# Salary and cost of living



## fab (Apr 10, 2010)

Hi everybody,

I got sponsored from a company located in the greater Boston area ( H-1B visa ). 
I understand my wife will get an H4 visa, therefore she won't be able to work.
We do not have kids.

I plan to live outside the city as the office is close to the intersection I93 / I95. 
Can you give me an idea of the salary needed for 2 people, a 1br apartment rent, 1 compact car? We live a quite life and we would look for a safe residential neighborhood.
Could the North Shore be an option or the traffic is awful?

Thank you


----------



## Squirrel14# (Apr 26, 2014)

In the Greater Boston area, $1000 up US dollars is probably what you are looking at for rent for a 1 bedroom in the North Shore. The traffic is that area tends to be quite slow during rush hour, I would recommend you live close to work.


----------



## Bevdeforges (Nov 16, 2007)

I93 and I95 intersect in two locations - one north and one south of the city. I assume you mean the north intersection, which would put you in the Stoneham, Wakefield, Burlington area. 

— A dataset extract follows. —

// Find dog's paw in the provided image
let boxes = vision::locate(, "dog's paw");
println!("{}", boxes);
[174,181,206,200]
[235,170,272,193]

With any kind of luck, you should be able to find a place to live where you could avoid having to use the main highways (I95/128 and I93) to get to work. The North Shore has some lovely communities, but the traffic at rush hours can be fierce if you have to use Route 128. Still, once you get to know the area, there are lots of back roads and alternative routes. 

Take a look at Boston.com to collect general information about the area (including ads for properties to rent).
Cheers,
Bev


----------